The global liquefied natural gas (LNG) is changing fast and how well Nigeria maintains its market share depends on how fast it adapts to the changing market dynamics. The LNG market is undergoing huge changes as the biggest ever flood of new supply is hitting the market, with volumes coming mainly from Australia and the United States.

New production has resulted in global installed LNG capacity of over 300 million tonnes a year, while only around 268 million tonnes of LNG were traded in 2016, according to Thomson Reuters data. The new capacity has also given importers more suppliers to choose from, putting pressure on major producers to grant more flexible contract terms.

Long term contracts which used to hold sway in LNG market might be giving way to spot market – trades where cargoes are delivered within 3 months of the transaction date or short term which is for a duration of not more than 4 years.

With many longer term LNG supply contracts also due to expire in the coming years, the move toward more spot trading is likely to gather pace, said Jean-Marie Dauger, GIIGNL president, an International Group of Liquefied Natural Gas Importers.

“Most buyers now pay particular attention to flexibility, in terms of destination as well as offtake obligations, and price competitiveness,” Dauger said.

Data from GIIGNL said in its latest annual review that LNG spot trading made up 18 percent of total imported LNG volumes in 2016, an increase from 15 percent the year before.

Qatar was the main source of spot and short-term volumes to global markets followed by Australia, while Nigeria did not supply as much spot and short-term LNG as in 2015 due to a lower overall output, GIIGNL said.

Spot trade volumes were estimated at around 47 million mt last year, up from 37 million mt in 2015, with the main drivers of the growth being China, India and Egypt, GIIGNL said.

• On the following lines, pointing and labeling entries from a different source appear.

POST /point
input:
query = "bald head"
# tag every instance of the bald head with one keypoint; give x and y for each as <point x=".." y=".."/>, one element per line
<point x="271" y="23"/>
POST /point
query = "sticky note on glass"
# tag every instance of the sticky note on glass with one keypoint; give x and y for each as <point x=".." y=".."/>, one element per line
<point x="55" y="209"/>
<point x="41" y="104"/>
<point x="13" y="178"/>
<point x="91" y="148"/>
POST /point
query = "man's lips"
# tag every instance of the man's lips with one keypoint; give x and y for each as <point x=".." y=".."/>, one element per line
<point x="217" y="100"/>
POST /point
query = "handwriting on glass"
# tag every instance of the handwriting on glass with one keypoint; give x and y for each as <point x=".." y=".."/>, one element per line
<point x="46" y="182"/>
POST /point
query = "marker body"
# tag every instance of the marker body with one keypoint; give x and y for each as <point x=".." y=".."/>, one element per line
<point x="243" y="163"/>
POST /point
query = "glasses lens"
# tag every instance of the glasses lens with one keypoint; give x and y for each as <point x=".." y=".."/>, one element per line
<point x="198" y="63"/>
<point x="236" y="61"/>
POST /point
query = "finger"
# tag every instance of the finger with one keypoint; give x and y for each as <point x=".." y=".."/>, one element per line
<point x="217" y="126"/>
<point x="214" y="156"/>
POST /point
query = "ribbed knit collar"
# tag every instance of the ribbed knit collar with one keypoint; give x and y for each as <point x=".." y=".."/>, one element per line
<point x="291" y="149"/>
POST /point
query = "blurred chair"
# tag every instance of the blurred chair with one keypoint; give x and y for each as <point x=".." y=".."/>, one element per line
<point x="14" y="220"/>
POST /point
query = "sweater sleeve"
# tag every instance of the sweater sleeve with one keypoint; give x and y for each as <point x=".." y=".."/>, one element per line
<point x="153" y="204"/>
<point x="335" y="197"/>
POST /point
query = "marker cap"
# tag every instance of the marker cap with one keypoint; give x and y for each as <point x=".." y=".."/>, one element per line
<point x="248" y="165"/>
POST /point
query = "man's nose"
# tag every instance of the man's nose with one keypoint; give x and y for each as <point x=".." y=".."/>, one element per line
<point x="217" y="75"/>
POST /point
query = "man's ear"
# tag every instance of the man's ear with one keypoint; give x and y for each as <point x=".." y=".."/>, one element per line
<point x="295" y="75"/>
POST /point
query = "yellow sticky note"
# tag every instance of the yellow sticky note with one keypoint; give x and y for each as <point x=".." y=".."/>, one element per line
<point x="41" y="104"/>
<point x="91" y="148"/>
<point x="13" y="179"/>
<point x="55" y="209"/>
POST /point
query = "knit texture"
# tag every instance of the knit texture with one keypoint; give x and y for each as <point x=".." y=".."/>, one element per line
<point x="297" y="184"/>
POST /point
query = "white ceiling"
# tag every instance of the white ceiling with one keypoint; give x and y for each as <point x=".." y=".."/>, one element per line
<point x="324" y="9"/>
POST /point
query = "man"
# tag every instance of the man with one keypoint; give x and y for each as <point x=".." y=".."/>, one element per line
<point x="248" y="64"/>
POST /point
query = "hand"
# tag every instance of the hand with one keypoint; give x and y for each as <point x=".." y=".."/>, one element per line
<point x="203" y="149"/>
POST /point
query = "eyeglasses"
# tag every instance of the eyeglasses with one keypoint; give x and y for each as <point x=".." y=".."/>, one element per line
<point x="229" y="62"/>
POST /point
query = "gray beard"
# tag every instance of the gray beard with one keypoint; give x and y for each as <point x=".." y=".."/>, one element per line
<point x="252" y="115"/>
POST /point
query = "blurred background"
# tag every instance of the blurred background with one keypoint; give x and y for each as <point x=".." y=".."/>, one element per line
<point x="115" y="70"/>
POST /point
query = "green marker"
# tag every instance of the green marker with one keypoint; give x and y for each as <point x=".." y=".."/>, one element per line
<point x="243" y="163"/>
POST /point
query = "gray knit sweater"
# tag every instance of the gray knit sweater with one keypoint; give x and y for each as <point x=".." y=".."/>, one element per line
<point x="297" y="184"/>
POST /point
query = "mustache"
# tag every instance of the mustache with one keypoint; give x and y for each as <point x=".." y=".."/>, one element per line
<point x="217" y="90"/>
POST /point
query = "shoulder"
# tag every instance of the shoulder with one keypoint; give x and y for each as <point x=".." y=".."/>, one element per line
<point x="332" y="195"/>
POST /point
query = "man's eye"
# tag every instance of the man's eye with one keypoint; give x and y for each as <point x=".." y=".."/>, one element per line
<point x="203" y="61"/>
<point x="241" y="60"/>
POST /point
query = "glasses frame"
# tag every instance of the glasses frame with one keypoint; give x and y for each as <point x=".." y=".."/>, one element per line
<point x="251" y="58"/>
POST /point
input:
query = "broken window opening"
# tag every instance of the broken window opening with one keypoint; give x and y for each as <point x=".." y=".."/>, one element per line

Combined, the three countries accounted for 30 percent or 15 million mt of the pure spot LNG volumes imported in 2016.

“Signs indicate an evolution towards a greater flexibility in [LNG] trade, and the commercial patterns are evolving as destination-free volumes increase and as new buyers and sellers join the market,” GIIGNL said.

On the demand side, while China imported 7.4 million mt of additional LNG in 2016, the country increased its spot and short-term imports by only 1.6 million mt because the rest was already covered by long-term commitments. The Middle East expanded its spot and short-term imports to 17.4 million mt in 2016, almost triple the 6.4 million mt in 2015. Egypt experienced the largest increase, absorbing an additional 4.9 million mt, primarily from Qatar and Nigeria.

The buyers’ cartel are coming

Recently, the world’s biggest LNG buyers, all in Asia, announced that they are putting together a cartel to secure more flexible supply contracts in a move which shifts power to importers from producers as oversupply grows.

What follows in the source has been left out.